The 2014 NHL entry draft will be held on June 27–28, 2014, at the Wells Fargo Center in Philadelphia, Pennsylvania.

| Round | # | Player | Pos | Nationality | College/Junior/Club team (League) |
|---|---|---|---|---|---|
| 1 | 12 | Brendan Perlini | LW | Canada | Niagara IceDogs (OHL) |
| 2 | 43 | Ryan MacInnis | C | United States | Kitchener Rangers (OHL) |
| 2 | 58^{[a]} | Christian Dvorak | LW | United States | London Knights (OHL) |
| 3 | 87^{[b]} | Anton Karlsson | RW | Sweden | Frolunda HC Jr. (Sweden Jr) |
| 4 | 117^{[b]} | Michael Bunting | LW | Canada | Sault Ste.

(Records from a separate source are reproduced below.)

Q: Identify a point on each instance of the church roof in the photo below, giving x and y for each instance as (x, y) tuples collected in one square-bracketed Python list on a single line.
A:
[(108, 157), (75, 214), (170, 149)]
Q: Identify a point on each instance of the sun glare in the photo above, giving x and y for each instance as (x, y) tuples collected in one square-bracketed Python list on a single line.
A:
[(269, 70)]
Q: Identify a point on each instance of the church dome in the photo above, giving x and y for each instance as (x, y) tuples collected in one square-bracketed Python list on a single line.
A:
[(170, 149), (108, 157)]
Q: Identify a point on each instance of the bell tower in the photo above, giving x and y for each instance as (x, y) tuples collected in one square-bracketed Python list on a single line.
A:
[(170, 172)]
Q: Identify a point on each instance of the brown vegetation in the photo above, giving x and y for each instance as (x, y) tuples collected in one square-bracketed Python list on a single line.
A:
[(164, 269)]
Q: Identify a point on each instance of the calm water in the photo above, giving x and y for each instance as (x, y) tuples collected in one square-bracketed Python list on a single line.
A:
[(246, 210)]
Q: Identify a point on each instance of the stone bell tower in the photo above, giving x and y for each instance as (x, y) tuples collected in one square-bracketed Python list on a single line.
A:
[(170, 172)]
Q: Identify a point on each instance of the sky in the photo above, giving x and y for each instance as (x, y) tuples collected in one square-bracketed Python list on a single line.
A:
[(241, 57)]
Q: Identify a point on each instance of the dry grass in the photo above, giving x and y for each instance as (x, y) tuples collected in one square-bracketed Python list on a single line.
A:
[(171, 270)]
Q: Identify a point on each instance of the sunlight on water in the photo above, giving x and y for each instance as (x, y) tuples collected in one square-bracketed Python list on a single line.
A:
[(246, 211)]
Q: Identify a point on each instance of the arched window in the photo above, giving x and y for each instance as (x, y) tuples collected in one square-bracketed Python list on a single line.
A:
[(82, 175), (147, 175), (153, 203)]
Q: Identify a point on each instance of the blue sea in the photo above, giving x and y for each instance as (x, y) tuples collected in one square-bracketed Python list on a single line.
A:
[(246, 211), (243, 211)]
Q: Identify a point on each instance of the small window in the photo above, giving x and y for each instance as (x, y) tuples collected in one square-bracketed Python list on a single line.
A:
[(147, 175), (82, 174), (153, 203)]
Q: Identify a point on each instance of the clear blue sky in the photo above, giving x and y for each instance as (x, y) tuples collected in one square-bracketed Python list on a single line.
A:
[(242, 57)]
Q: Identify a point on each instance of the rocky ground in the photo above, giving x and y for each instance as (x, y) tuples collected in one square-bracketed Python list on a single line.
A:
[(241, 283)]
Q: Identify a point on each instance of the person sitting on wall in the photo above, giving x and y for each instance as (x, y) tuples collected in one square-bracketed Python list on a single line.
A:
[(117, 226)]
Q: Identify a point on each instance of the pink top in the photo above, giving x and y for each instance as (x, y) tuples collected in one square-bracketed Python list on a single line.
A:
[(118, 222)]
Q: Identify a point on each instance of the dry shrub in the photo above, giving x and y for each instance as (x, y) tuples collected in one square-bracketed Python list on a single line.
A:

Marie Greyhounds (OHL) |
| 5 | 133 | Dysin Mayo | D | Canada | Edmonton Oil Kings (WHL) |
| 6 | 163 | David Westlund | D | Sweden | Brynas IF Jr. (Sweden Jr.) |
| 7 | 191^{[c]} | Jared Fiegl | LW | United States | USA U–18 (USHL) |
| 7 | 193 | Edgars Kulda | LW | Latvia | Edmonton Oil Kings (WHL) |

- Draft notes
- The Chicago Blackhawks second-round pick went to the Arizona Coyotes as the result of a trade on March 4, 2014, that sent David Rundblad, Mathieu Brisebois to the Blackhawks in exchange for this pick.
- The Arizona Coyotes third-round pick went to the Montreal Canadiens as the result of a trade on June 28, 2014, that sent a third and fourth-round pick in 2014 to Arizona in exchange for this pick.
- The Arizona Coyotes' fourth-round pick went to the Toronto Maple Leafs as the result of a trade on January 16, 2013, that sent Matthew Lombardi to the Coyotes in exchange for this pick.
- The New Jersey Devils seventh-round pick went to the Arizona Coyotes as the result of a trade on April 3, 2013, that sent Steve Sullivan to the Devils in exchange for this pick.